Anyway, as I was looking into paid source for Commander Cool, I was horrified to find
that the .plist used to define the list of levels is also the .plist used to record scores and completeness of the level – which means the .plist is stored in user space rather than the app bundle and can’t be overwritten with an app update. This means that the levels you ship with are all the levels users are ever going to get – unless they’re willing to uninstall the app and thus delete their progress. That’s one hell of a frustrating limitation. I’ve reported it as an enhancement request so hopefully I don’t have to do it myself.

This got me thinking about the seeming ubiquity of another quirk with iOS games: none of them save progress on iCloud. The only reason I restore my big iPad from backups is because it contains a lot of saved game data – data which there is no humane way to backup other than a full device backup. At least if it was a Mac game I could backup whatever it puts in my library, but on iOS this is unrealistic. (Also, the Mac version of the Commander Cool engine stores this .plist in your home folder, so an Xcode clean doesn’t remove it, you have to manually remove it).
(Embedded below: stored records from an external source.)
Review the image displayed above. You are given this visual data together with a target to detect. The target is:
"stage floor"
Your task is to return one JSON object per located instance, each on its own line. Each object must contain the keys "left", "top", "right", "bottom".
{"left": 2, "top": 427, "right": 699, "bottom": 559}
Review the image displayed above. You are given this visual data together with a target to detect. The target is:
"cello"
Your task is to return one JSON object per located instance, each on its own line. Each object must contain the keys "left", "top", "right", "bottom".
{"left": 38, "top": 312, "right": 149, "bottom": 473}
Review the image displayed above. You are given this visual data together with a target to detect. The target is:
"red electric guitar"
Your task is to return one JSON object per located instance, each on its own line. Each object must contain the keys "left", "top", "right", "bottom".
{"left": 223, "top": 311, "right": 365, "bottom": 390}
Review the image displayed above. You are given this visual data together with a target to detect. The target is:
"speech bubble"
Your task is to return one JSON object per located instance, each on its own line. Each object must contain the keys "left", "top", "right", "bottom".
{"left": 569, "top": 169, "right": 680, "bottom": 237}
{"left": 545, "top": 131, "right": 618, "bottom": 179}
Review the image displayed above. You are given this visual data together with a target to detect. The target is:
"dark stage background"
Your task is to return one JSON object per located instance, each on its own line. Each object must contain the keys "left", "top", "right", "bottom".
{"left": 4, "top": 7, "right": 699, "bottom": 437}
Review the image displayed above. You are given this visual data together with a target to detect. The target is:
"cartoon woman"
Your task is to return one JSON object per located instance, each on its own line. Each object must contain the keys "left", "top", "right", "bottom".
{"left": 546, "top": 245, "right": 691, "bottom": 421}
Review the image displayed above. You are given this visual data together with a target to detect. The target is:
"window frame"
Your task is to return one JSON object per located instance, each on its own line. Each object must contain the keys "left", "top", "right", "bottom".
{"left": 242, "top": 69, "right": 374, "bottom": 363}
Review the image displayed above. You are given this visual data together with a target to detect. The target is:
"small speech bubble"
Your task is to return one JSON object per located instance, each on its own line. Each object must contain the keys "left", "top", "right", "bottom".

Since so much game development is done by heavily using entire engines, APIs, or libraries you dare not alter, the saved game problem isn’t likely to get fixed across the board any time soon. Games that use Unreal don’t even touch Xcode at any point and have no hope of gaining this feature. Games that use Cocos2d, however, are done primarily in Xcode and engines built off of it ought to have more support for iOS features beyond gamecenter and iOS 6 share sheets.

Discussions of using App.net, DropBox, or your own synching service are moot if game developers are writing so little of their own code – and I don’t blame them. But someone needs to make a first step.